Is Your Money In Debt Mutual Funds Safe? (2024)

Debt funds primarily run two risks —the interest rates and the credit risk. Interest risk suggests that market value of tradable securities held in a debt fund drops when the interest rates in the economy rise. As a result, the Net Asset Value (NAV) of a fund drops. Since securities are redeemed at par value on maturity, those who can hold out until maturity don’t suffer much, but speculators do.

The credit risk or risk of default is a much bigger concern for debt fund houses. This is because, if the company issuing securities goes belly up, debt funds incur losses that can’t be recovered easily.

You’re probably aware that Indian banks, especially, the Public Sector Banks (PSBs) are facing a serious problem on the asset quality front. Big ticket industrial loans sanctioned in the previous economic boom phase are now turning bad, and this provisioning has dented the profitability of banks. The list of companies facing troubles includes some eminent business groups. Raising funds from the banks isn’t the only step but they have resorted to many other funding options.
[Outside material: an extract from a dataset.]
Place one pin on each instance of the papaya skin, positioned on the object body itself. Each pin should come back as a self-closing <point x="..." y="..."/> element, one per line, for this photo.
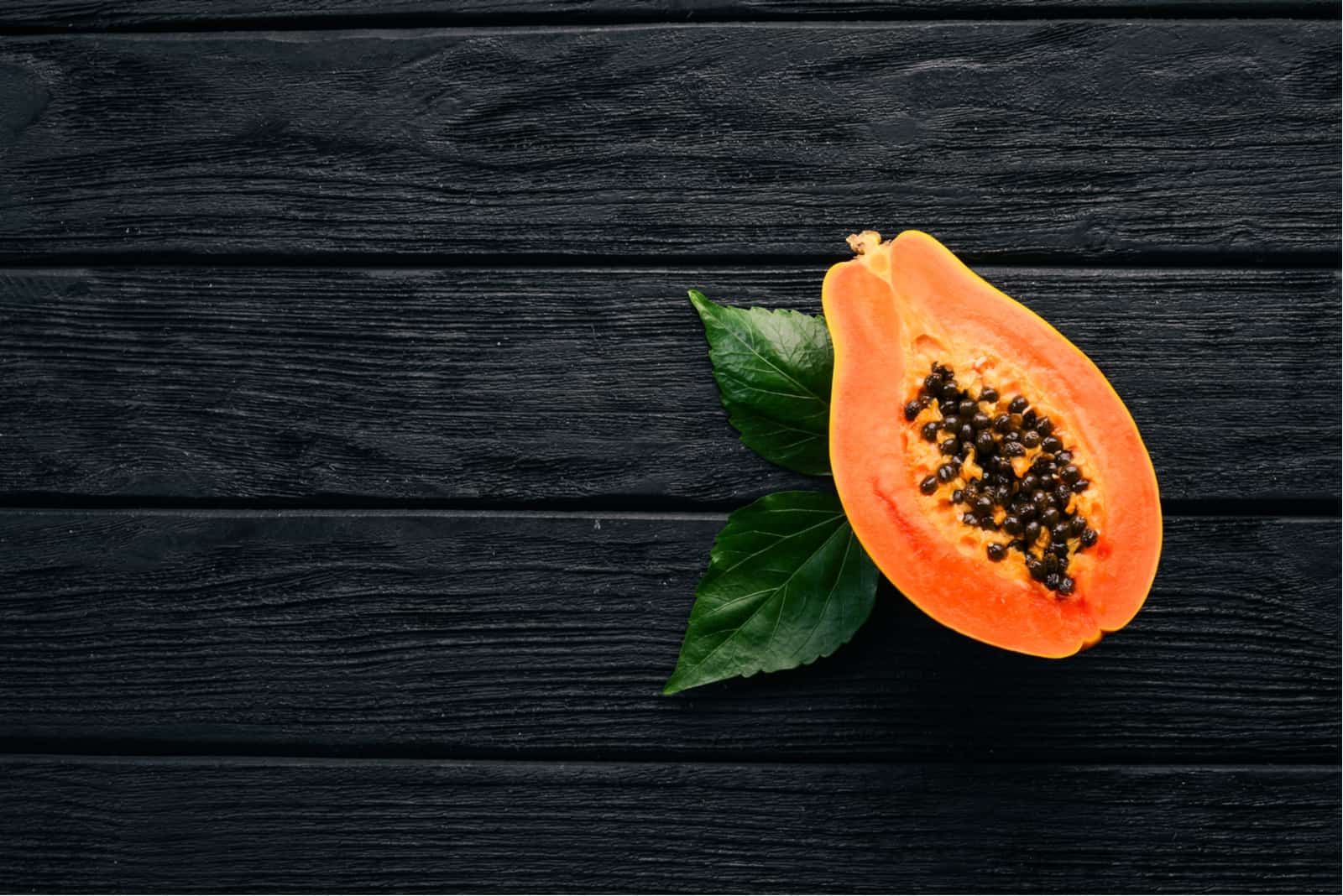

Mutual Fund Houses have invested in many such companies in search of higher yields on investments. But now, it looks like fund houses that have invested in securities of stressed companies were keener on the profile of business groups rather than assessing their financial condition.

The story in detail…

A case in point is Reliance Communications (RCom). Recently, it missed the repayment obligation of its debt. This hasn’t gone down well with its creditors and the independent credit rating agencies. As a result, more than 10 banks that have credit exposure to RCom are under tremendous pressure. Fitch, an internationally reputed credit rating agency, has raised a red flag calling this loan default a "real possibility."

In a detailed report, it said, "Fitch Ratings has downgraded India-based Reliance Communications Limited's Long-Term Foreign and Local-Currency Issuer Default Ratings (IDRs) to 'CCC' from 'B+'.” Further, it warned investors saying, "The rating action reflects Fitch's assessment that short -term liquidity has deteriorated to a position where credit risk is very high." The most worrisome part of its commentary has been this—“Its capital structure is unsustainable and it has excessive refinancing risk given that we expect cash generation may decline."

Interestingly ICRA, another independent rating agency downgraded RCom from 'BB' to ‘D'. The difference in the rating of two reputed companies is startling. According to Economic Times dated May 29, 2017, RCom had an outstanding debt of Rs 42,000 due at the end of March 2017.

Meanwhile, the company (RCom) has reinstated its commitment, calling for an extended repayment time until September 30, 2017. Responding to media queries, RCom said, "Post signing of binding documents for the Aircel and Brookfield transactions, RCom has formally advised all its lenders that it will be making repayment of an aggregate amount of Rs 25,000 crore from the proceeds of these two transactions, on or before Sept 30, 2017. The said amount will cover not only all scheduled repayments, but also include substantial pre-payments to all lenders on a pro-rata basis."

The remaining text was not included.